عنوان مقاله [English]
One of major problems in large and industrial cities, such as Arak, Iran, is reduction of air quality. Variations in the Boundary Level Height (BLH) have a significant impact on air quality. The height and thickness of boundary layer changes at different hours of day and night and also on different days of year. Daily variations in temperature, humidity, wind, pollution and contamination, and turbulence and thickness of the boundary layer occur due to daily warming and nocturnal cooling of the Earth's surface, and a very stable layer with a temperature inversion always plays the role of the boundary layer cap. The present study aims at examining the variations in BLH different times of day over the months and seasons of the statistical term, and the effect of these changes on the reduction or increase of pollutants in Arak city.
Arak boundary layer daily and monthly data for the Different hours with a spatial resolution of 0.125degree arc from 1979 until the end of 2018, was collected from European Centre for Medium-Range Weather Forecasts. Variations in the Arak BLH over the statistical term were assessed and estimated using linear regression, non-linear regression, and Mann-Kendall statistical test. The air pollutant raw data of three air pollution stations across Arak city were obtained from General Directorate for Environmental Protection of the Markazi Province. After collecting the preliminary data, the air quality index (AQI) relation was calculated for five major air pollutants, namely suspended particulate matter, nitrogen dioxide, surface ozone, carbon monoxide, and sulfur dioxide, and then the responsible pollutant, i.e. the pollutant with the most AQI of other pollutants, was identified. To determine the influence of BLH variations on air quality, Pearson correlation test was administered between the BLH data and the five major air pollutant data.
Results and discussion
The results showed that the BLH has an increasing trend in spring, summer and winter at all hours and it does not vary significantly in the autumn. Significant variations in the BLH of Arak city are different at night time and during daylight hours. In spring, on average the BLH increases by 9%, the highest increase being 18h. In this season, the BLH increases more at night than in daylight hours. In summer, on average the BLH increases by 6%, with the highest increase at 24h and the lowest increase at 12h. In this season, The BLH increases more at night than at daylight. The highest BLH occurs in winter, with an average increase of 34%, the highest being at 15h with an increase of 48%. Unlike both spring and summer, in winter the BLH increases more during the day than at night both. Overall, the BLH of the fourth decade increases by 9% in proportion to the average BLH of the whole yearly term, with the highest increase being 18% at 24h. To determine whether fossil fuels increase and land use and land cover changes of Arak city increase the BLH or whether global warming and macro-scale climate change increases the BLH of the cities including Arak, the BLH of four other points, besides those of Arak city center, were examined. The increase in Arak BLH is not much different from that of the rest, that is during the forty-year statistical term, the BLH increases to the same extent for both Arak city and its surrounding lands including the plain and agricultural areas, the mountainous areas, and the suburb. Therefore, it can be inferred that climate change and global warming have a greater impact on variations in the BLH.As stated in the data and methodology sections, the air quality index (AQI) relation was calculated for the five major air pollutants, namely particulate matter, nitrogen dioxide, surface ozone, carbon monoxide, and sulfur dioxide; The pollutants responsible for each days were determined for each station and particulate matter was found to be the pollutant responsible for most days at all stations in the Arak city.

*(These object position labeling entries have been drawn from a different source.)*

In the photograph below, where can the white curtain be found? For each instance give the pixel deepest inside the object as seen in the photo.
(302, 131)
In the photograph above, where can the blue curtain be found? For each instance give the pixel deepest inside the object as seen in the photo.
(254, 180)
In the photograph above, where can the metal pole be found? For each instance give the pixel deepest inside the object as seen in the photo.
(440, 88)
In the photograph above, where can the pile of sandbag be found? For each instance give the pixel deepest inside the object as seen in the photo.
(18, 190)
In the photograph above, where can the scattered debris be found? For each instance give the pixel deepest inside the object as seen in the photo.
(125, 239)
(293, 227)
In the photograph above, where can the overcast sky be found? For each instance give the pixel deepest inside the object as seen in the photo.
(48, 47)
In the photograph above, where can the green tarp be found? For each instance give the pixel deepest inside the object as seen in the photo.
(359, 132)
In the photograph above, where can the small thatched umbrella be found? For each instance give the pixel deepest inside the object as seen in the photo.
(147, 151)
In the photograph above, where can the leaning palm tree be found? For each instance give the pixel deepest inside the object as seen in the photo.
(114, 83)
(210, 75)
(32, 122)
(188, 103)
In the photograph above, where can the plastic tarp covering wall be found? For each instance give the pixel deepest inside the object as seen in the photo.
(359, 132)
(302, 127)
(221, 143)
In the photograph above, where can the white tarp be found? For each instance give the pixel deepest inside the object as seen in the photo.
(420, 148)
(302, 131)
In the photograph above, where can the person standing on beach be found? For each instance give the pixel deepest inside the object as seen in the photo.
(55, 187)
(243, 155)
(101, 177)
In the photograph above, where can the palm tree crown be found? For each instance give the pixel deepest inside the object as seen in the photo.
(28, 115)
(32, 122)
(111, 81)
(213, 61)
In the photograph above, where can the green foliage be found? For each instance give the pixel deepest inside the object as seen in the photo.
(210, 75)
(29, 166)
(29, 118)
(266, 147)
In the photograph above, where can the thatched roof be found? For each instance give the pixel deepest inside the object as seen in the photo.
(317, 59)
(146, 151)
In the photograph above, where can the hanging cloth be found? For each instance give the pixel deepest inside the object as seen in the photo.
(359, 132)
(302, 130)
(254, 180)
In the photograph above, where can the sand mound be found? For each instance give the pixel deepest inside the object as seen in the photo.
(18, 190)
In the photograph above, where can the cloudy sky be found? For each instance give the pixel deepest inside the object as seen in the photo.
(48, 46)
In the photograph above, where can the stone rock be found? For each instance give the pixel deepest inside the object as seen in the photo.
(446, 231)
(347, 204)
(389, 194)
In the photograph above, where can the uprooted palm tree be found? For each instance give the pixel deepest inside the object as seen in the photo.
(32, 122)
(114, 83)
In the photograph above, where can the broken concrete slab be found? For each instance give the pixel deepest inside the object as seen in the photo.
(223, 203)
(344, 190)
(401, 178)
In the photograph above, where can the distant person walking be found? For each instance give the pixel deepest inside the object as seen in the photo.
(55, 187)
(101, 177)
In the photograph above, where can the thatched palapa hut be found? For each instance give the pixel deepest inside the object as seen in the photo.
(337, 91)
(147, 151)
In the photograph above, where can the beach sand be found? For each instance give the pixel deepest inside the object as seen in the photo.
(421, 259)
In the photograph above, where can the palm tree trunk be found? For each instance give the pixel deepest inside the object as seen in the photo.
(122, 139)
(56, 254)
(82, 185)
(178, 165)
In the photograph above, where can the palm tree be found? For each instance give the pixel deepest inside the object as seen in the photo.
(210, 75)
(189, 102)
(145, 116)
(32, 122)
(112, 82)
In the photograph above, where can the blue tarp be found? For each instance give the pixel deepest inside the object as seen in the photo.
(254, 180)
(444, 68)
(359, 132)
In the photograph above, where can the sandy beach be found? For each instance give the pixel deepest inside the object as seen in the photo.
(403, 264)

The Arak BLH increases significantly in all seasons except autumn. This increase was not the same during daylight hours and months of the year, with the highest increase being related to winter, and the autumn of no significant change. The Arak BLH variations are in line with temperature changes in Arak city and it can be judged that the reason behind the Arak BLH increase is the increase in temperature of this city in the wake of global warming. The fossil fuel consumption increase and land use change of Arak have a minor effect on the city BLH.
The pollutant responsible in Arak city is particulate matter most of the days, originating in automotive fuel, industries in and around the city, and dust particles. In the seasons when the dust masses do not enter the city, the BLH is negatively correlated with the suspended particles and on the days when the dust masses enter the city, the BLH relationship is positive and significant.
The BLH increase in Arak city does not help much to reduce the concentration of pollutants in Arak city, as the BLH increase in some seasons is positively associated with ozone increase and particulate matter, and the mean of BLH is highly lower in winter, autumn, and other season’s nights so that it can naturally become polluted in a short time. As Arak is growing, it is increasingly being polluted and climate change is also occurring, and as urban adjustment and adaptation was repeatedly underlined in the Fifth Intergovernmental Panel on Climate Change. it is expected that the officials and policymakers develop and implement the urban development plans in accordance with natural and climatic features, and with adjustment and adaptation to climate change. The results showed that the correlation of the BLH with carbon monoxide and sulfur dioxide is negative, and with ozone and the suspended particles 2.5 and 10 microns is positive
Keywords: Boundary Layer Height (BLH), Air quality, linear and non-linear regression, Arak city.